Un film documentaire de James Crump (2015) raconte la genèse de la quinzaine de pionniers du Land Art, tous nés dans les années 30-40, qui fondèrent le mouvement. L’information, la technologie et l’histoire sont à la base de sa création.

Le travail monumental de Robert Smithson est, bien au-delà de la seule sculpture, une réflexion profonde sur l’Homme et la Nature, l’espace et le temps.

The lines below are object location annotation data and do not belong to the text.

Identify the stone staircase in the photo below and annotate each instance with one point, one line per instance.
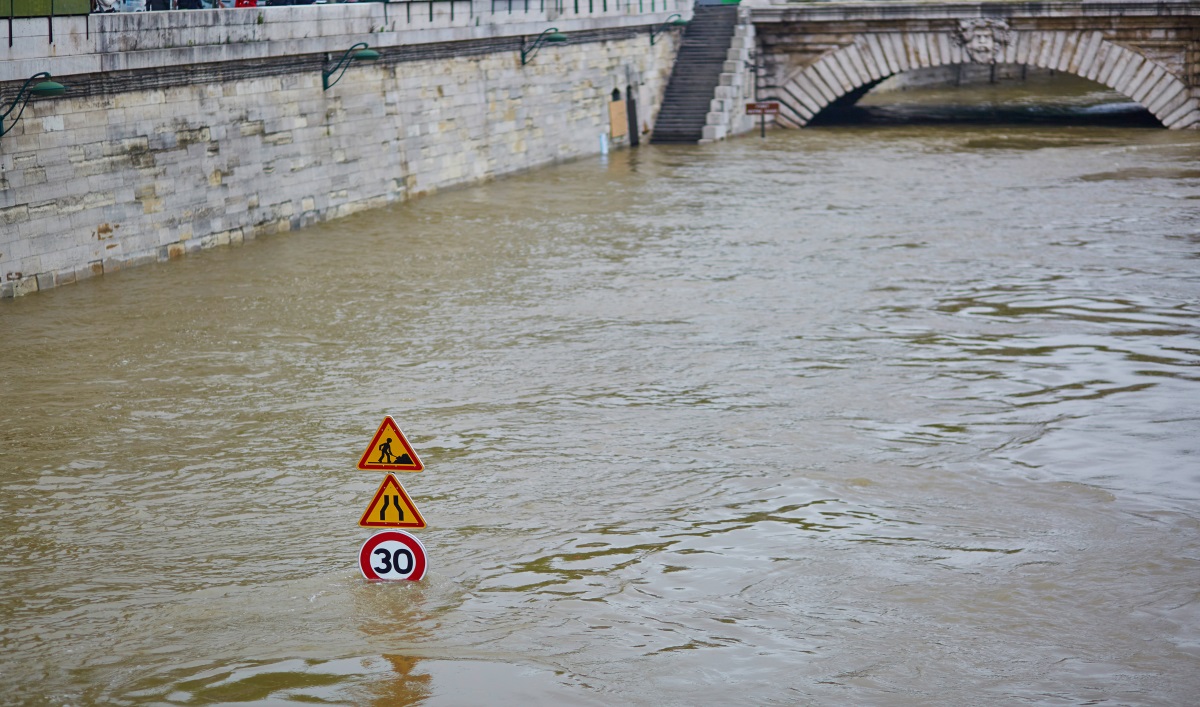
(696, 73)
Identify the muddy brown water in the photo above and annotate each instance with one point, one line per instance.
(905, 412)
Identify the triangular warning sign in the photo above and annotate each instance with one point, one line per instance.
(390, 451)
(391, 508)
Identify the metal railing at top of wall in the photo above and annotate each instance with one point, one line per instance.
(413, 10)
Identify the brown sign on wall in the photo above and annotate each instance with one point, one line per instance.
(762, 108)
(618, 120)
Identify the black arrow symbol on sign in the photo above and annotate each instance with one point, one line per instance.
(395, 501)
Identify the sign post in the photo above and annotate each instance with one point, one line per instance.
(391, 555)
(762, 108)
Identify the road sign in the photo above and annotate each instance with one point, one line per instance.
(391, 508)
(390, 451)
(762, 108)
(393, 555)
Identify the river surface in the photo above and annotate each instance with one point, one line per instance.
(891, 413)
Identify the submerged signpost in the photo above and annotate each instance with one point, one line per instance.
(393, 553)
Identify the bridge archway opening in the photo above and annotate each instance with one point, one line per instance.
(840, 77)
(997, 94)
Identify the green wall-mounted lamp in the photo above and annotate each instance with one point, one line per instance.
(46, 88)
(361, 52)
(529, 51)
(673, 21)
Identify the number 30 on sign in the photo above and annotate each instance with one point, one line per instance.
(393, 555)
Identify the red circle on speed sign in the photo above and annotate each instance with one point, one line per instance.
(393, 555)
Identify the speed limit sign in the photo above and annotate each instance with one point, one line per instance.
(393, 555)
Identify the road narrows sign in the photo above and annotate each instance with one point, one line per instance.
(388, 457)
(393, 555)
(391, 508)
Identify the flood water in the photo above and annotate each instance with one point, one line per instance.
(894, 413)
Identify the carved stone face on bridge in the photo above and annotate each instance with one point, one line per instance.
(984, 40)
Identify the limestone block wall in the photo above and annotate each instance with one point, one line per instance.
(727, 112)
(149, 163)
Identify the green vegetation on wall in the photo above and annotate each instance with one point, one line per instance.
(42, 7)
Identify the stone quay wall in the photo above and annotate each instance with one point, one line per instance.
(195, 129)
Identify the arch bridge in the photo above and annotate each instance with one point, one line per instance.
(817, 55)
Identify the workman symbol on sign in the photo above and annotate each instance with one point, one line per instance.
(387, 456)
(395, 502)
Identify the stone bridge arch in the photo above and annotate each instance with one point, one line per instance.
(847, 72)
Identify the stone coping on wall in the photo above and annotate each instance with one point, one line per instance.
(102, 43)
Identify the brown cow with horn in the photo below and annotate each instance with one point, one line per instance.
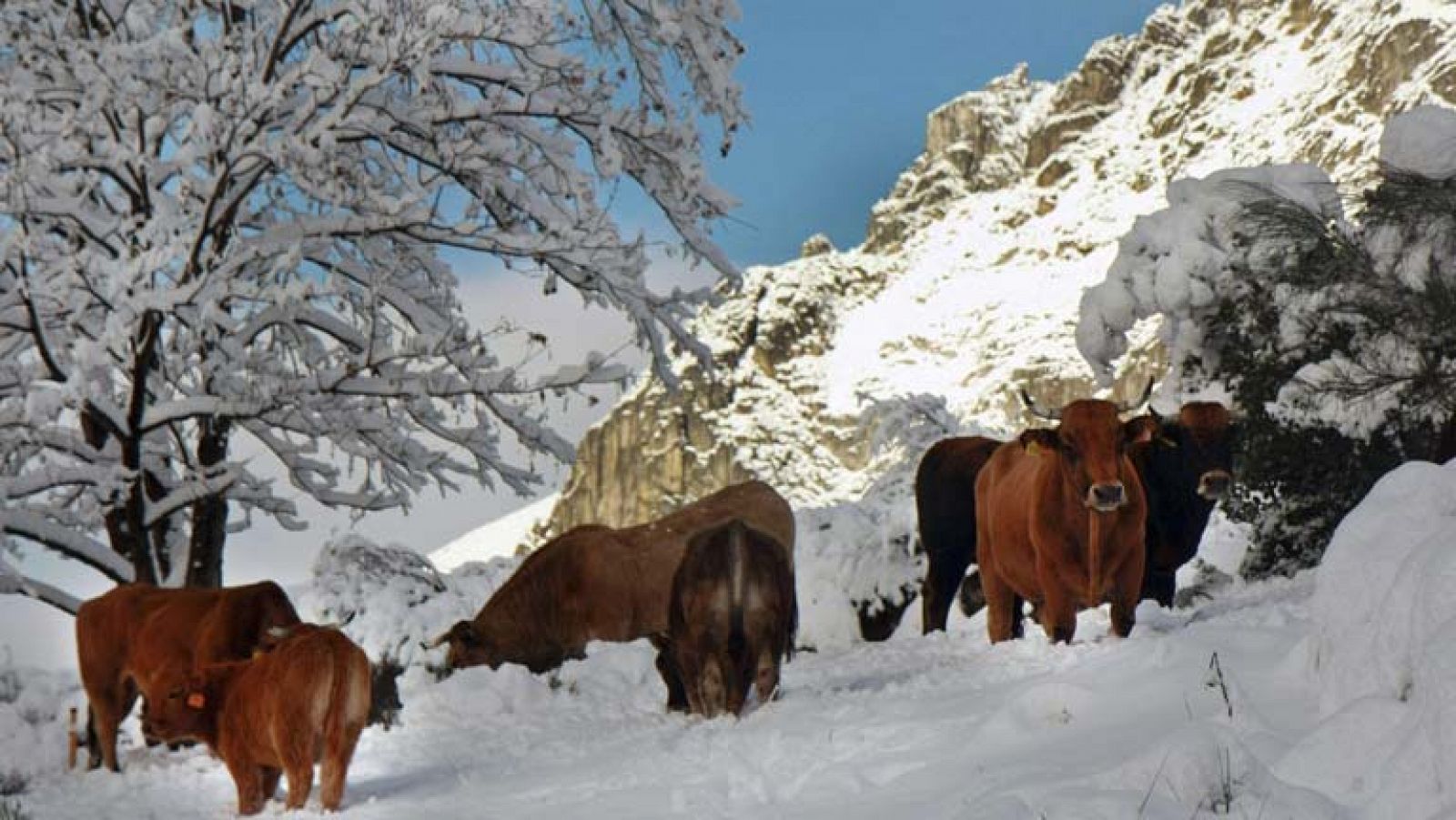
(599, 582)
(136, 633)
(1059, 521)
(733, 618)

L’ordre et les constructions humaines évoluent inexorablement vers les ruines, la déliquescence, le chaos naturel. L’éventualité de l’inverse, la nature victime du désordre, nous oblige à nous opposer à l’entropie pour favoriser la durabilité de notre planète. Pour Jean Zin, c’est l’information qui nous permet ce combat responsable.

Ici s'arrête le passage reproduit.